D’abord tout marche à merveille.

Mais hélas ! nos tristes pressentiments ne tardent pas à se justifier… Peu à peu la route mollit sous nos pneus. Nous franchissons quelques kilomètres dans des flaques de boue et, tout à coup, la voiture refuse nettement d’aller plus loin. Le moteur, affolé, tourne comme un derviche et perd toute action sur les roues qui patinent. Les antidérapants ne mordent plus l’argile des ornières.

Tout le monde descend.

Avec les pioches et les piques, nous reprenons tristement notre besogne de terrassiers sans autre effet d’ailleurs que de faire une sorte de bouillie rougeâtre à dégoûter des Spartiates !

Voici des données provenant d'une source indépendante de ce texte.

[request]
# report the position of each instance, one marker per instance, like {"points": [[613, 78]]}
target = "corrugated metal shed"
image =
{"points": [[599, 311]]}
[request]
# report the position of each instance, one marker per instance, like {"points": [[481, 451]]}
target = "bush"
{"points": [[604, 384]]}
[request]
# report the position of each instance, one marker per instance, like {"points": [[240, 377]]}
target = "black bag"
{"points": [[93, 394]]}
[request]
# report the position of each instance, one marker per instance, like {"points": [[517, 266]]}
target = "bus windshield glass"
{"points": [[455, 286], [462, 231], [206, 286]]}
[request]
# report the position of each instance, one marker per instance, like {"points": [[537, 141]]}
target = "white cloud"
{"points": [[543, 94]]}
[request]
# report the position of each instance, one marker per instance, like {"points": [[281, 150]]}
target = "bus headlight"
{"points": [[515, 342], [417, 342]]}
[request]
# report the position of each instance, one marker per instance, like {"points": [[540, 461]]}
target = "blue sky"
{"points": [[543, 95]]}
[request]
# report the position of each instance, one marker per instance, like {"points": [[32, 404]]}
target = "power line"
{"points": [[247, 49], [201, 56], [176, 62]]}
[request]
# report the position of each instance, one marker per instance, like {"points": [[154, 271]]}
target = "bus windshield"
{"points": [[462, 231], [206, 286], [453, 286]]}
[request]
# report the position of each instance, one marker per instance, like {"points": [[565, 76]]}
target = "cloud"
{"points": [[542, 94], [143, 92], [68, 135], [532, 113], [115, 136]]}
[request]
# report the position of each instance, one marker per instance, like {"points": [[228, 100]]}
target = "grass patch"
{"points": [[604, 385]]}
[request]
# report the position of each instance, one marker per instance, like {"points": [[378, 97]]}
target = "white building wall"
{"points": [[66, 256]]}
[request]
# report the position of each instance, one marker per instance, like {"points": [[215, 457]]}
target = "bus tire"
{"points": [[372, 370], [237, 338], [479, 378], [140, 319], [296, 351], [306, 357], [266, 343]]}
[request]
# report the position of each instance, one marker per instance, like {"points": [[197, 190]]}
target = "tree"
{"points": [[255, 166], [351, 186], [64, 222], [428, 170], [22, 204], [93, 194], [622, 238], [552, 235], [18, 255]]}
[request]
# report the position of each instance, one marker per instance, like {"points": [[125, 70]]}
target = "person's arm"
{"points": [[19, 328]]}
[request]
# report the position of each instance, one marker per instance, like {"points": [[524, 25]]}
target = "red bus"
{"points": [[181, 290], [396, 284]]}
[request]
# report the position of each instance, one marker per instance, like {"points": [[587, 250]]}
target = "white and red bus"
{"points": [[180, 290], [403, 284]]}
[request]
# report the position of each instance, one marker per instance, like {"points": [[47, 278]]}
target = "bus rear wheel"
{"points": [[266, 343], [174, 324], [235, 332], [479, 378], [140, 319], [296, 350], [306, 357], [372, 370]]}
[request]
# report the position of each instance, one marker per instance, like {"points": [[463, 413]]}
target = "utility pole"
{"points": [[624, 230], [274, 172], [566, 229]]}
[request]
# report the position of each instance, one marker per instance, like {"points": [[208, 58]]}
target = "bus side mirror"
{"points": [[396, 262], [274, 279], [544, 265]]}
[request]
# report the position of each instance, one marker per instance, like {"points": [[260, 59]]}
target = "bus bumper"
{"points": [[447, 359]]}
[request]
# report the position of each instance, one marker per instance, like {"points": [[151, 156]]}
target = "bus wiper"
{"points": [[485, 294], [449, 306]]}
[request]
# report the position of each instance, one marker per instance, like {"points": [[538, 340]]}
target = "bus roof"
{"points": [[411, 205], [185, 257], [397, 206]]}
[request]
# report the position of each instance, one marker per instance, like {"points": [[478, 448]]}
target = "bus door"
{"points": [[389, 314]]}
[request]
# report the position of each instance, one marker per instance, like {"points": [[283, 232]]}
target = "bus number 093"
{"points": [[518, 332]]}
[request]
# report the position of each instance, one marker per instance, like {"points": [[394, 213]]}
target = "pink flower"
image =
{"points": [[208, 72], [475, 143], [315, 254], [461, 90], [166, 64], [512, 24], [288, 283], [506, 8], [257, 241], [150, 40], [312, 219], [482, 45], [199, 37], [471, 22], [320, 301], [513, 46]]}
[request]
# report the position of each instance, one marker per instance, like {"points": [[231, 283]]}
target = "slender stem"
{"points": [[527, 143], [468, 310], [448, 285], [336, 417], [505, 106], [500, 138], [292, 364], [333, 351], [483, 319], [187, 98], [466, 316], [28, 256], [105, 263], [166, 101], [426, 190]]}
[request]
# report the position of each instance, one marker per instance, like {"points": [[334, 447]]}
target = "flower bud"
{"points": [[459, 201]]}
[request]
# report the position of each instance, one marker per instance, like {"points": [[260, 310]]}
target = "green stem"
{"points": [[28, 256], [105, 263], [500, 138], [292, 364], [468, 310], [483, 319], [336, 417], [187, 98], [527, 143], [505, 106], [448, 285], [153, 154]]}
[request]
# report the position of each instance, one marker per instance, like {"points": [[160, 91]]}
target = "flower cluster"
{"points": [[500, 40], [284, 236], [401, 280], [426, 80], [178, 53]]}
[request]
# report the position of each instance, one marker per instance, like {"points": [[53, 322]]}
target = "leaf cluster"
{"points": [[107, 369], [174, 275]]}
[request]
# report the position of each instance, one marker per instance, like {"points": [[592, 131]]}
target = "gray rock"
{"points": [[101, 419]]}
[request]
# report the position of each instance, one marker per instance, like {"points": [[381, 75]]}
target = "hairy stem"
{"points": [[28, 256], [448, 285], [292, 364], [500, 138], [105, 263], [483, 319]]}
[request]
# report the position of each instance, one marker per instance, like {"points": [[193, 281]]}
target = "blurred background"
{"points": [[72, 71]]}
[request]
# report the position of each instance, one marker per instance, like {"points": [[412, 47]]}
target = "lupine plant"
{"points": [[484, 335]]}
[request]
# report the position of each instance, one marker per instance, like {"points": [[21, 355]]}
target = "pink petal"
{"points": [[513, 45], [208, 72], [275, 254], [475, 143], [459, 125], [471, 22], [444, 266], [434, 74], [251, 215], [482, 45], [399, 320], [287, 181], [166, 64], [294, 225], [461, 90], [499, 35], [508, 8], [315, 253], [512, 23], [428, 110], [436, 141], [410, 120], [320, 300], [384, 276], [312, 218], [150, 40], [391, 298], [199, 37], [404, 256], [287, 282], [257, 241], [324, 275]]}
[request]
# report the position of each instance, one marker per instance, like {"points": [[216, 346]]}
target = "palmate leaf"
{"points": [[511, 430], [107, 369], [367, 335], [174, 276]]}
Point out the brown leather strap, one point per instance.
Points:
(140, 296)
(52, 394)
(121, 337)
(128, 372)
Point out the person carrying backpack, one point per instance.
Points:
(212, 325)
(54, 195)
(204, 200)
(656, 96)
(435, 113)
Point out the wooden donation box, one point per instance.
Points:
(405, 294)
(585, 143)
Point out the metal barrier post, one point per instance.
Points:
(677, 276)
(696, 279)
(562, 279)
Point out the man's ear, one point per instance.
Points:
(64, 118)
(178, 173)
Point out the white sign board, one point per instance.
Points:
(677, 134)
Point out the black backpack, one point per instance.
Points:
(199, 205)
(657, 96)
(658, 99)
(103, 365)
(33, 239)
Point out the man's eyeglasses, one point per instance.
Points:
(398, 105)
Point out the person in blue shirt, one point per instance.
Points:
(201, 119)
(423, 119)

Nous en sommes réduits aux stratagèmes les plus désespérés, comme par exemple à casser les termitières pour remplir de leurs débris les sillons qui semblent se creuser davantage à mesure que nous les comblons.

Après une demi-heure de travail, nous tentons un démarrage timide… Dix mètres plus loin, nous nous embourbons de nouveau… et cela sous les yeux étonnés et voire un peu méprisants d’un groupe d’indigènes qui sont accourus au passage de la voiture et qui ne paraissent pas regretter leur dérangement. Nous en sommes humiliés comme il convient et il est évident que le prestige européen n’en mène pas large.

Mais que faire ?…

Les indigènes qui, pour comble de confusion, commencent à nous prendre en pitié, nous font comprendre qu’il est impossible de trouver ni bœufs ni buffles dans la région.

Et la nuit arrive. Une nuit escortée de gros nuages noirs qui envahissent rapidement tout le ciel et qui ne présagent rien de bon.